All posts by Alex Leith

Hugh Saalmans: “No amount of machine learning could solve a 999999 error!”

Hugh Saalmans
Hugh Saalmans
Hugh Saalmans (@minus34) is a geogeek and IT professional that heads the Location Engineering team at IAG, Australia & New Zealand’s largest general insurer. He’s also one of the founders of GeoRabble -- an inclusive, zero-sales-pitch pub meetup for geogeeks to share their stories. His passion is hackfests & open data, and he’s big fan of open source and open standards.

Q: How did you end up in geospatial?

A: A love of maths and geography is the short answer. The long answer is I did a surveying degree that covered everything spatial from engineering to geodesy.

My first experience with GIS was ArcGIS on Solaris (circa 1990) in a Uni lab with a severely underpowered server. Out of the 12 workstations, only 10 of us could log in at any one time, and then just 6 of us could actually get ArcGIS to run. Just as well, considering most of the students who could get it to work, including myself, ballsed up our first lab assignment by turning some property boundaries into chopped liver.

Besides GIS, my least favourite subjects at Uni were GPS and geodesy. So naturally I chose a career in geospatial information.

Q: You work for IAG. What does the company do?

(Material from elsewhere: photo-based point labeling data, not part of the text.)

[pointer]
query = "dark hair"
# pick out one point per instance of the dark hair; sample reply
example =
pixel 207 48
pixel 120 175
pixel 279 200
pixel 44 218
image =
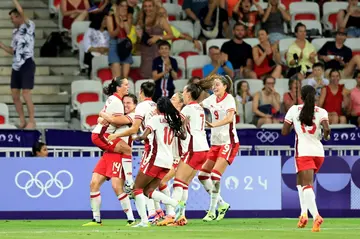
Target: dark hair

A: Being a general insurer, we cover about $2 trillion worth of homes, motor vehicles, farms, and businesses against bad things happening.

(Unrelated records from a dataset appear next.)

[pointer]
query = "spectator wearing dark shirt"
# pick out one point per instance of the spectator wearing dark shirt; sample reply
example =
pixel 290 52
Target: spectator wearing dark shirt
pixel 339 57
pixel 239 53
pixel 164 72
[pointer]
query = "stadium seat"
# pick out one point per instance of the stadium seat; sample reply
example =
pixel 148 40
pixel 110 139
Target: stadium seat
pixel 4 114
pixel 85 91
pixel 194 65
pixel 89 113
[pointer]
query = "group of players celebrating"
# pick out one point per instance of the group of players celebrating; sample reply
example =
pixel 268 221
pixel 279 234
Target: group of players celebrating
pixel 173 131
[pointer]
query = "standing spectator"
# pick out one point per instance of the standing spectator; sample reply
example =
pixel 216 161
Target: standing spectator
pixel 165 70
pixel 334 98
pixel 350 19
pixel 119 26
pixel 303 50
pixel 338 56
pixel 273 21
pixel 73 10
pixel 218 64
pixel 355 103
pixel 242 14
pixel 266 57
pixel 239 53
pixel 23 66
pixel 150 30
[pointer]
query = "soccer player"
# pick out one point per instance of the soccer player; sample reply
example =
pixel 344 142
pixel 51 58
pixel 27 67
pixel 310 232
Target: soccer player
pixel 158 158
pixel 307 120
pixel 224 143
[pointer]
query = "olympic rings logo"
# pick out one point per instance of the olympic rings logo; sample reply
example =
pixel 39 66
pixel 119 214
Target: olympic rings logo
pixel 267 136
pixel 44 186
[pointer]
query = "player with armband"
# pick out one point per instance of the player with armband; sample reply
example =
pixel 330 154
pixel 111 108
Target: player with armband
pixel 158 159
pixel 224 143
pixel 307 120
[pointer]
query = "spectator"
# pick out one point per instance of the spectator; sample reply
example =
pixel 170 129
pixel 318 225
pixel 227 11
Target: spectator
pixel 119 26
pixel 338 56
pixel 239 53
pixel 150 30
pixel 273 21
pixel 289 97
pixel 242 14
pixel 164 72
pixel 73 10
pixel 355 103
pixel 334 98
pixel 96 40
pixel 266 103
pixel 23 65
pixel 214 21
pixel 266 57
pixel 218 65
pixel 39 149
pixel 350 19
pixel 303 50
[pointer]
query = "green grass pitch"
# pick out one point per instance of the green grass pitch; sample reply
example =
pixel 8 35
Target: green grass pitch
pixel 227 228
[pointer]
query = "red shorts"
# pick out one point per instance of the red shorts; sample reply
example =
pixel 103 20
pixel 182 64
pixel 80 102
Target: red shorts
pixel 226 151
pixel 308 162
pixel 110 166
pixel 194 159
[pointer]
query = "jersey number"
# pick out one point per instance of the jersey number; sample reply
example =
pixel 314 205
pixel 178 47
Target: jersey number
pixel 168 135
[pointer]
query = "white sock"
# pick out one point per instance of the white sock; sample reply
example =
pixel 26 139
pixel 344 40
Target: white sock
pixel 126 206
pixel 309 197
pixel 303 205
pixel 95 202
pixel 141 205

Geospatial is a big part of what we do. Knowing where those $2tn of assets are allows us to do fundamental things like providing individualised address level pricing — something common in Australia, but not so common in the US due to insurance pricing regulations. Knowing where assets are also allows us to help customers when something bad does happen. That goes to the core of what we do in insurance. That’s when we need to fulfill the promise we made to our customers when they took out a policy.

Q: What on Earth is Location Engineering?

A: We’re part of a movement that’s happening across a lot of domains that use geo-information: changing from traditional data-heavy, point & click delivery to scripting, automation, cloud, & APIs. We’re a team of geospatial analysts becoming a team of DevOps engineers that deliver geo-information services. So we needed a name to reflect that.

From a skills point of view — we’re moving from desktop analysis & publishing with a bit of SQL & Python to a lot of Bash, SQL, Python & Javascript with Git, JIRA, Bamboo, Docker and a few other tools & platforms that aren’t that well known in geo circles. We’re migrating from Windows to Linux, desktop to cloud, and licensed to open source. It’s both exciting and daunting to be doing it for an $11bn company!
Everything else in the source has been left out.